Actuarial Science (ACTSC) 971 Finance 2 (0.50) LEC

Course ID: 000045
The course discusses methods and tools for modeling of financial derivatives in the continuous-time setting. Both theory and practical applications are discussed. The first part covers methods of pricing and hedging of derivatives under different assumptions about the dynamics of the underlying economic factors. Topics normally include currency derivatives, American and exotic options, futures contracts, stochastic volatility models and mean-variance hedging. The second part deals with modeling and pricing of interest-rate products. Topics may include short interest rate models, the Heath-Jarrow-Morton Framework, and Libor and swap market models.

Actuarial Science (ACTSC) 972 Finance 3 (0.50) LEC

Course ID: 000046
The course will cover selected and advanced topics in quantitative finance and risk management, with a particular focus on current developments.
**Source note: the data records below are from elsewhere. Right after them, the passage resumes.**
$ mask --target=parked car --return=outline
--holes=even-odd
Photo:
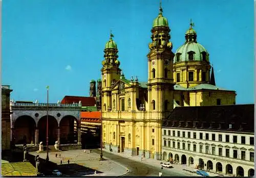
[[[170,168],[171,167],[173,167],[173,165],[172,164],[170,164],[170,163],[162,163],[161,165],[162,165],[162,166],[165,167],[167,167],[168,168]]]
[[[52,174],[53,175],[62,175],[62,173],[61,172],[60,172],[59,171],[59,170],[57,170],[57,169],[56,169],[56,170],[54,170],[53,171],[52,171]]]

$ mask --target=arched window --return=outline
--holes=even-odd
[[[128,108],[131,108],[131,98],[128,99]]]
[[[181,54],[180,53],[177,53],[176,54],[176,62],[180,62],[181,55]]]
[[[164,78],[168,78],[168,69],[167,69],[167,68],[165,68],[164,69]]]
[[[205,52],[202,52],[202,57],[203,61],[206,61],[206,53]]]
[[[152,78],[155,79],[156,77],[156,70],[153,68],[152,69]]]
[[[115,99],[114,99],[113,101],[113,108],[116,108],[116,100]]]
[[[152,110],[155,110],[156,109],[156,101],[155,100],[152,101]]]
[[[176,73],[176,82],[180,82],[180,73]]]
[[[104,86],[105,87],[106,87],[106,80],[105,79],[103,82],[104,83]]]
[[[164,110],[166,111],[168,109],[168,100],[164,101]]]
[[[188,72],[188,81],[194,81],[194,72]]]
[[[202,72],[202,81],[205,82],[206,81],[206,72]]]
[[[189,61],[194,60],[194,53],[193,52],[188,52],[188,60]]]

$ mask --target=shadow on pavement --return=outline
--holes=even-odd
[[[58,165],[57,167],[57,169],[63,174],[70,176],[81,176],[93,174],[95,171],[95,169],[75,163]],[[97,173],[100,173],[103,172],[97,171]]]

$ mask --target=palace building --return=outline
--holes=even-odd
[[[146,82],[125,78],[111,34],[101,70],[105,148],[162,159],[162,121],[174,108],[235,104],[234,91],[216,86],[209,54],[197,42],[193,26],[190,23],[184,44],[174,53],[170,30],[160,6],[151,29]]]

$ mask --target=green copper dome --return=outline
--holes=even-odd
[[[193,54],[193,60],[189,59],[189,53]],[[209,61],[209,54],[203,45],[197,42],[187,42],[178,48],[175,53],[174,62],[188,61],[201,61],[203,60],[203,55],[205,55],[206,61]],[[177,57],[178,56],[179,56]]]
[[[154,20],[153,28],[161,26],[168,27],[167,18],[163,16],[161,12],[159,13],[159,15]]]
[[[120,65],[120,62],[119,62],[119,61],[118,61],[118,60],[117,59],[116,60],[116,61],[115,61],[115,64],[116,64],[116,65]]]
[[[117,49],[117,45],[116,45],[116,42],[112,39],[112,36],[111,36],[111,35],[110,36],[110,40],[106,42],[106,45],[105,45],[105,49],[106,48]]]

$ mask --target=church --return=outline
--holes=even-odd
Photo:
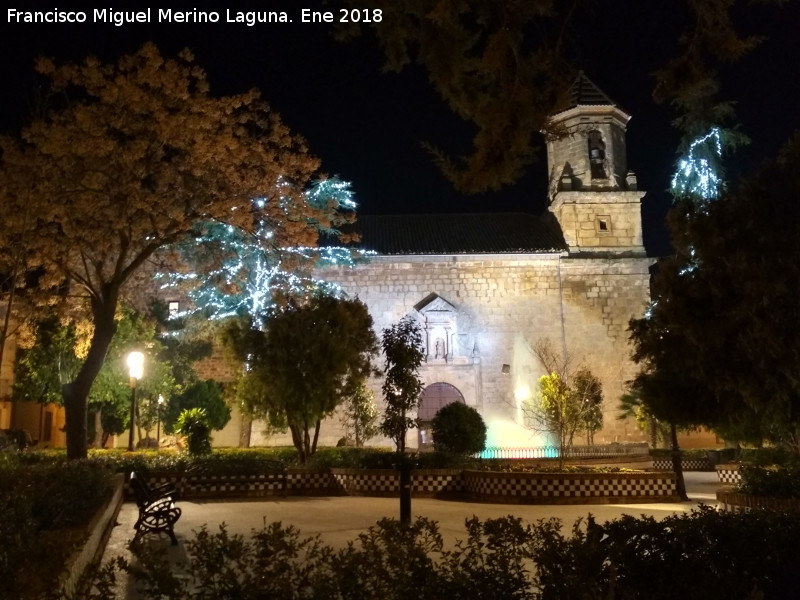
[[[359,216],[359,246],[376,255],[318,273],[361,299],[377,332],[407,316],[420,324],[425,388],[409,447],[431,443],[430,421],[450,402],[481,413],[489,447],[552,443],[522,423],[545,374],[534,352],[542,342],[601,380],[604,427],[595,443],[644,441],[632,421],[617,419],[636,372],[628,321],[649,302],[653,262],[642,242],[644,192],[626,160],[629,119],[581,74],[551,117],[561,133],[547,140],[546,214]],[[379,408],[380,385],[371,382]],[[259,439],[257,429],[253,445],[291,443]],[[341,436],[338,420],[327,419],[320,444]]]
[[[526,428],[523,418],[546,373],[535,352],[542,343],[602,382],[604,424],[594,443],[645,441],[632,420],[617,419],[625,382],[637,369],[628,322],[647,307],[653,263],[642,241],[644,192],[627,165],[629,119],[581,74],[568,103],[551,116],[548,129],[559,135],[547,140],[545,214],[359,216],[359,247],[375,254],[366,263],[316,273],[361,299],[379,335],[404,317],[419,323],[424,391],[420,427],[409,432],[407,447],[431,445],[430,422],[451,402],[481,413],[488,447],[552,444],[545,433]],[[4,365],[4,373],[10,368]],[[220,357],[203,361],[200,370],[220,381],[231,377],[231,365]],[[8,388],[10,382],[2,383]],[[382,382],[369,383],[380,410]],[[0,404],[6,421],[9,404]],[[25,408],[30,419],[17,427],[39,431],[43,445],[63,445],[62,409]],[[256,422],[247,435],[243,425],[250,423],[234,409],[225,429],[214,432],[214,446],[238,446],[248,438],[252,446],[291,445],[288,433],[267,436]],[[319,444],[335,445],[343,435],[334,415],[323,422]],[[116,445],[126,439],[119,436]],[[391,445],[380,437],[369,443]]]

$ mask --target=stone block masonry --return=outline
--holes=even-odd
[[[647,305],[650,264],[642,257],[560,254],[380,256],[317,275],[365,302],[378,334],[406,315],[433,328],[425,307],[431,299],[443,300],[435,312],[446,321],[449,353],[435,358],[427,348],[420,374],[425,385],[458,388],[484,418],[514,419],[515,391],[536,390],[544,374],[532,352],[539,340],[547,338],[559,350],[566,344],[574,364],[587,366],[603,382],[606,426],[595,441],[609,443],[643,439],[633,424],[617,421],[616,402],[635,372],[626,330]],[[432,344],[429,337],[426,343]],[[503,365],[510,373],[503,373]],[[380,381],[372,387],[379,399]]]

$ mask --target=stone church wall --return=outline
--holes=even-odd
[[[437,314],[449,314],[444,317],[450,321],[448,354],[437,356],[442,350],[428,340],[429,358],[420,375],[426,385],[458,388],[490,429],[494,421],[518,423],[520,399],[535,394],[544,369],[533,346],[547,338],[561,351],[566,342],[576,368],[588,366],[603,382],[605,427],[595,443],[608,443],[643,439],[633,423],[617,420],[616,405],[634,374],[626,329],[646,306],[649,265],[642,258],[549,254],[403,256],[377,257],[353,269],[328,268],[319,275],[364,301],[378,333],[405,315],[426,315],[427,307],[439,302]],[[372,382],[379,407],[380,383]],[[520,445],[546,443],[516,429]],[[341,435],[338,420],[328,419],[320,443],[335,443]],[[374,443],[389,445],[388,440]],[[408,443],[417,445],[414,432]]]

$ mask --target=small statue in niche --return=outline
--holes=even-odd
[[[442,338],[436,338],[434,344],[434,358],[445,358],[444,355],[444,340]]]

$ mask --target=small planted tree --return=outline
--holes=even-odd
[[[397,452],[406,451],[406,434],[417,426],[409,414],[419,405],[422,381],[419,367],[424,358],[422,333],[406,317],[383,330],[381,346],[386,357],[383,398],[386,402],[381,432],[394,441]]]
[[[589,369],[573,371],[572,357],[559,356],[549,340],[540,341],[534,352],[547,374],[539,378],[538,398],[523,407],[525,422],[555,438],[563,465],[576,435],[586,434],[592,443],[603,427],[603,386]]]
[[[486,423],[480,413],[461,402],[443,407],[433,418],[433,448],[470,456],[486,448]]]
[[[219,431],[231,420],[231,409],[222,397],[222,385],[213,379],[195,381],[183,392],[170,399],[164,411],[164,429],[173,431],[184,411],[202,408],[208,426]]]
[[[358,299],[314,294],[276,309],[265,326],[229,331],[247,364],[237,394],[249,414],[288,426],[305,463],[322,420],[373,371],[372,317]]]
[[[348,440],[352,440],[357,448],[361,448],[364,442],[375,437],[380,431],[379,416],[380,413],[375,406],[375,394],[367,387],[366,382],[362,381],[344,403],[342,425],[345,436]]]
[[[418,372],[425,356],[419,324],[409,317],[401,319],[383,330],[381,346],[386,358],[382,388],[386,410],[381,432],[394,441],[397,449],[400,522],[408,526],[411,524],[411,463],[405,456],[406,434],[417,426],[417,419],[409,417],[409,413],[419,406],[422,380]]]
[[[175,432],[186,436],[187,448],[192,456],[211,454],[211,426],[202,408],[184,410],[175,423]]]

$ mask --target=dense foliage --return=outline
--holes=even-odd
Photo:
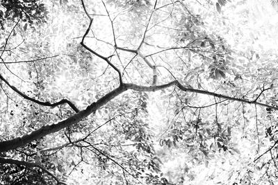
[[[1,184],[278,183],[277,21],[270,0],[1,1]]]

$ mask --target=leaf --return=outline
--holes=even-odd
[[[209,42],[209,45],[211,45],[211,47],[213,49],[215,49],[215,46],[214,46],[213,43]]]
[[[25,25],[24,25],[24,26],[23,27],[23,30],[24,30],[24,31],[26,31],[26,29],[27,29],[27,24],[26,23]]]
[[[219,70],[219,73],[221,75],[222,78],[226,78],[226,75],[222,71]]]
[[[221,7],[218,3],[216,3],[216,10],[219,13],[221,13]]]
[[[239,151],[238,149],[234,148],[231,148],[231,150],[233,150],[234,151],[235,151],[236,153],[238,153],[238,155],[240,155],[240,151]]]

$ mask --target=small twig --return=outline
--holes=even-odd
[[[15,159],[12,159],[4,158],[4,157],[0,157],[0,163],[1,164],[11,164],[22,165],[22,166],[25,166],[27,167],[32,167],[32,168],[33,168],[33,167],[39,168],[43,172],[47,173],[49,175],[52,177],[52,178],[54,178],[57,182],[57,184],[65,184],[65,185],[67,184],[64,182],[59,181],[59,179],[54,175],[53,175],[50,171],[49,171],[44,167],[43,167],[41,165],[36,164],[36,163],[31,163],[31,162],[27,162],[27,161],[24,161],[15,160]]]
[[[25,94],[22,93],[22,91],[20,91],[19,90],[17,89],[17,87],[15,87],[15,86],[11,85],[8,81],[7,80],[6,80],[1,74],[0,74],[0,79],[2,80],[8,87],[10,87],[10,89],[12,89],[14,91],[17,92],[18,94],[19,94],[21,96],[22,96],[24,98],[27,99],[28,100],[31,100],[33,103],[38,103],[40,105],[44,105],[44,106],[48,106],[48,107],[56,107],[64,103],[67,103],[70,107],[72,107],[72,109],[74,110],[75,112],[79,112],[79,109],[70,100],[67,100],[67,99],[63,99],[57,103],[51,103],[49,102],[42,102],[42,101],[40,101],[38,100],[35,98],[31,98],[29,96],[28,96],[27,95],[26,95]]]

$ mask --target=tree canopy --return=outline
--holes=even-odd
[[[3,0],[1,184],[276,184],[276,1]]]

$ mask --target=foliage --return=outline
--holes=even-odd
[[[273,2],[1,1],[1,184],[277,183]]]

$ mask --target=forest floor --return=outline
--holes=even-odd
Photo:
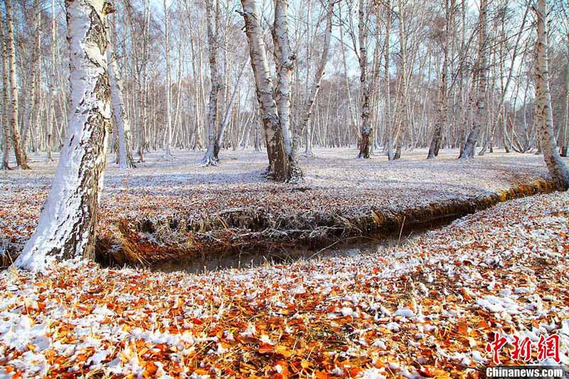
[[[220,165],[208,167],[197,165],[201,152],[179,150],[173,160],[156,153],[129,170],[118,169],[111,155],[100,210],[102,246],[118,244],[142,256],[127,254],[119,262],[145,263],[248,245],[329,243],[368,229],[464,214],[547,175],[543,157],[532,154],[494,153],[463,162],[457,150],[443,150],[427,160],[419,149],[390,163],[385,156],[355,159],[353,149],[314,152],[303,159],[306,180],[297,185],[267,182],[262,152],[223,150]],[[33,159],[33,170],[0,174],[5,263],[33,233],[55,172],[55,163]],[[536,192],[526,190],[518,194]],[[489,195],[495,201],[487,202]]]
[[[451,182],[472,178],[450,186],[452,193],[484,191],[496,185],[499,167],[515,161],[485,160],[472,165],[494,167],[473,168],[479,181],[461,164],[437,165],[453,172]],[[523,162],[526,171],[541,172]],[[385,170],[376,175],[393,177],[393,168]],[[105,207],[120,182],[113,171]],[[331,175],[308,172],[316,182]],[[437,172],[415,180],[442,180]],[[180,185],[188,175],[180,175]],[[220,183],[196,185],[215,193]],[[568,364],[568,230],[569,194],[555,192],[503,202],[400,247],[351,257],[201,275],[71,262],[43,275],[6,270],[0,376],[478,378],[494,333],[507,339],[503,363],[519,363],[511,357],[514,336],[530,339],[535,363],[540,337],[555,335]]]

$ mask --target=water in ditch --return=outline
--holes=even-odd
[[[156,263],[151,269],[171,273],[184,271],[200,273],[228,268],[245,268],[262,265],[267,263],[286,263],[299,260],[321,259],[329,257],[354,256],[370,254],[378,248],[400,246],[413,238],[422,238],[427,231],[440,227],[450,221],[437,221],[427,225],[404,228],[396,233],[377,234],[371,237],[354,237],[331,241],[324,246],[292,246],[271,251],[248,248],[244,251],[216,253],[215,256],[179,258]]]

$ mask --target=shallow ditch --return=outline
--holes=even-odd
[[[517,184],[507,190],[452,198],[410,209],[336,209],[274,214],[236,208],[198,217],[159,215],[122,220],[119,235],[100,239],[97,260],[104,265],[154,267],[165,271],[200,271],[243,267],[267,260],[352,254],[375,250],[450,224],[466,214],[512,199],[548,193],[546,180]],[[390,242],[391,241],[391,242]],[[324,249],[324,250],[323,250]]]
[[[226,251],[204,256],[186,256],[156,262],[151,266],[154,271],[171,273],[184,271],[200,273],[228,268],[245,268],[267,263],[288,263],[302,260],[330,257],[348,257],[370,254],[380,247],[402,246],[410,240],[422,238],[427,231],[451,224],[456,217],[441,218],[422,225],[403,227],[390,234],[381,234],[368,237],[350,237],[338,239],[326,246],[280,246],[275,248],[254,248],[241,251]]]

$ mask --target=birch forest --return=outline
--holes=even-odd
[[[568,0],[0,0],[0,378],[567,378]]]

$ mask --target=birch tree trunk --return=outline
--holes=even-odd
[[[300,147],[300,140],[302,133],[310,121],[310,118],[312,116],[312,109],[314,108],[314,101],[316,101],[318,94],[320,92],[320,82],[322,79],[322,76],[326,70],[326,65],[328,63],[328,56],[330,53],[330,41],[332,37],[332,16],[334,15],[334,5],[336,0],[328,1],[328,8],[326,13],[326,28],[324,29],[324,46],[322,46],[322,55],[320,56],[320,61],[318,62],[318,67],[317,68],[316,74],[314,75],[314,82],[310,89],[310,93],[308,95],[308,99],[304,106],[304,114],[302,119],[299,123],[297,123],[294,126],[294,131],[292,135],[292,150],[290,155],[291,165],[297,167],[297,171],[301,175],[302,175],[302,170],[299,170],[298,164],[298,150]],[[308,148],[310,141],[310,133],[307,133],[307,148]],[[310,149],[312,153],[312,149]]]
[[[290,128],[290,92],[292,82],[292,71],[297,57],[290,48],[288,31],[288,0],[275,0],[275,21],[272,28],[275,62],[277,65],[277,86],[275,99],[280,121],[284,151],[292,158],[292,138]],[[298,167],[292,165],[294,175],[299,174]]]
[[[358,38],[359,39],[361,139],[360,140],[360,152],[358,158],[368,159],[370,136],[371,136],[372,131],[371,122],[370,122],[369,86],[368,84],[368,26],[365,4],[365,0],[359,0]]]
[[[241,66],[241,70],[239,71],[239,75],[237,77],[237,82],[235,82],[235,87],[233,87],[233,91],[231,92],[231,96],[229,99],[229,102],[227,104],[227,109],[225,109],[225,115],[223,116],[223,119],[221,121],[221,125],[219,126],[219,131],[218,131],[218,136],[216,140],[216,144],[213,149],[213,157],[216,158],[216,161],[219,161],[219,150],[221,148],[221,144],[223,142],[223,136],[225,134],[225,130],[227,129],[227,127],[229,126],[229,122],[231,120],[231,111],[233,109],[233,105],[235,104],[235,99],[238,98],[238,93],[239,92],[241,77],[243,75],[243,71],[245,71],[245,66],[248,63],[249,60],[247,60],[243,62],[243,65]],[[249,94],[248,91],[247,97],[248,96]],[[238,140],[237,143],[234,145],[233,150],[235,150],[238,145],[239,145],[239,140]]]
[[[245,33],[249,40],[257,97],[265,128],[267,154],[269,158],[267,175],[278,182],[286,182],[290,178],[289,163],[288,155],[284,150],[277,103],[273,97],[273,84],[269,70],[259,10],[255,0],[241,0],[241,5]]]
[[[12,19],[12,0],[4,0],[6,5],[6,41],[8,47],[7,54],[10,61],[9,86],[11,92],[11,109],[10,114],[10,126],[12,131],[12,145],[16,155],[16,163],[18,167],[23,170],[29,170],[29,166],[26,163],[21,148],[21,138],[20,138],[20,124],[18,122],[18,82],[16,78],[16,47],[14,40],[14,20]]]
[[[23,129],[22,131],[21,148],[23,160],[28,162],[28,145],[30,139],[30,129],[37,125],[34,123],[36,119],[36,114],[40,112],[40,96],[41,92],[41,66],[40,65],[40,58],[41,55],[41,6],[39,0],[34,1],[33,11],[36,15],[36,28],[34,30],[33,51],[31,60],[31,80],[30,82],[30,96],[29,102],[31,103],[28,107],[27,117],[24,120]]]
[[[115,31],[114,28],[112,31]],[[109,34],[110,33],[109,33]],[[110,35],[109,40],[110,40]],[[132,159],[132,153],[130,147],[130,120],[124,106],[122,80],[120,77],[115,48],[115,47],[110,43],[109,48],[107,49],[107,59],[108,60],[109,84],[111,89],[112,112],[115,115],[115,124],[117,126],[119,140],[119,150],[117,151],[119,167],[122,169],[134,168],[136,166]]]
[[[567,48],[569,49],[569,31],[567,35]],[[567,62],[565,67],[565,124],[561,135],[561,156],[566,157],[569,155],[569,54],[567,56]]]
[[[2,163],[0,165],[1,170],[11,170],[10,168],[10,142],[12,139],[11,131],[10,131],[10,120],[7,116],[8,109],[10,103],[9,82],[8,79],[8,53],[6,48],[6,40],[4,38],[4,21],[0,18],[0,43],[2,45],[2,115],[3,136],[2,139]]]
[[[47,154],[46,161],[48,163],[53,161],[52,156],[52,145],[53,143],[53,132],[56,128],[55,125],[55,0],[51,0],[51,78],[50,82],[50,108],[49,108],[49,122],[47,125]]]
[[[448,57],[449,57],[449,39],[450,38],[450,20],[452,18],[452,12],[454,12],[454,1],[451,4],[449,4],[450,0],[445,0],[445,33],[442,37],[442,72],[441,75],[441,84],[440,84],[440,98],[439,99],[439,109],[438,114],[437,116],[437,122],[435,125],[435,131],[432,133],[432,140],[431,140],[431,145],[429,148],[429,154],[427,159],[433,159],[439,155],[439,149],[440,148],[441,134],[443,128],[446,128],[448,116],[447,113],[447,104],[448,96],[448,84],[447,84],[447,75],[448,75]]]
[[[385,7],[385,133],[387,134],[387,156],[388,160],[393,160],[393,126],[391,123],[391,74],[389,72],[389,62],[390,55],[389,53],[389,38],[391,35],[391,3],[386,0]]]
[[[170,77],[170,23],[169,16],[168,15],[168,7],[166,6],[166,0],[164,1],[164,23],[165,30],[164,34],[166,38],[165,48],[166,48],[166,141],[165,149],[166,154],[164,158],[166,159],[171,159],[172,153],[170,150],[170,145],[172,143],[172,120],[171,120],[171,79]]]
[[[472,117],[472,130],[468,135],[464,143],[464,148],[460,154],[460,158],[474,158],[478,135],[482,124],[486,122],[486,87],[488,72],[488,57],[486,39],[488,37],[488,24],[486,13],[488,12],[488,0],[480,0],[480,16],[478,31],[478,94],[476,101],[476,111]]]
[[[216,33],[219,28],[219,0],[216,2],[218,6],[216,9],[216,30],[211,23],[211,9],[213,6],[211,0],[206,0],[206,23],[208,29],[208,45],[209,47],[209,70],[211,77],[211,86],[209,92],[209,111],[208,112],[208,150],[206,155],[200,162],[204,166],[215,166],[218,164],[216,158],[216,141],[218,130],[218,94],[219,94],[220,83],[218,75],[218,43]]]
[[[543,159],[558,190],[569,189],[569,169],[559,155],[553,129],[551,93],[549,89],[548,62],[547,0],[538,0],[537,9],[537,67],[536,75],[536,123],[541,135]]]
[[[111,128],[107,14],[101,0],[67,0],[69,125],[36,232],[15,265],[42,270],[54,260],[95,258],[95,228]]]

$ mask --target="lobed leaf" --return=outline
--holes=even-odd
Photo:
Topics may include robust and Bayesian portfolio optimization, limits to arbitrage, derivatives pricing under model uncertainty, credit risk models, and models of systematic risk.

Actuarial Science (ACTSC) 973 Portfolio Optimization (0.50) LEC

Course ID: 011622
Basic optimization: quadratic minimization subject to leanear equality constraints. Effecient portfolios: the efficient frontier, the capital market line, Sharpe ratios and threshold returns. Practical portfolio optimization: short sales restrictions target portfolios, transactions costs. Quadratic programming theory. Special purpose quadratic programming algorithms for portfolio optimization: today's large investment firms expect to solve problems with at least 1000 assets, transactions costs and various side constraints in just a few minutes of computation time. This requires very specialized QP algorithms. An overview of such algorithms will be presented with computational results from commercial problems. The efficient frontier, the capital market line, Sharpe ratios and threshold returns in practice.

Actuarial Science (ACTSC) 974 Financial Econometrics (0.50) LEC

Course ID: 014063
The focus of this course is on the statistical modelling, estimation and inference and forecasting of nonlinear financial time series, with a special emphasis on volatility and correlation of asset prices and returns. Topics to be covered normally include: review on distribution and dynamic behaviour of financial time series, univariate and multivariate GARCH processes, long-memory time-series processes, stochastic volatility models, modelling of extreme values, copulas, realized volatility and correlation modelling for ultra high frequency data and continuous time models.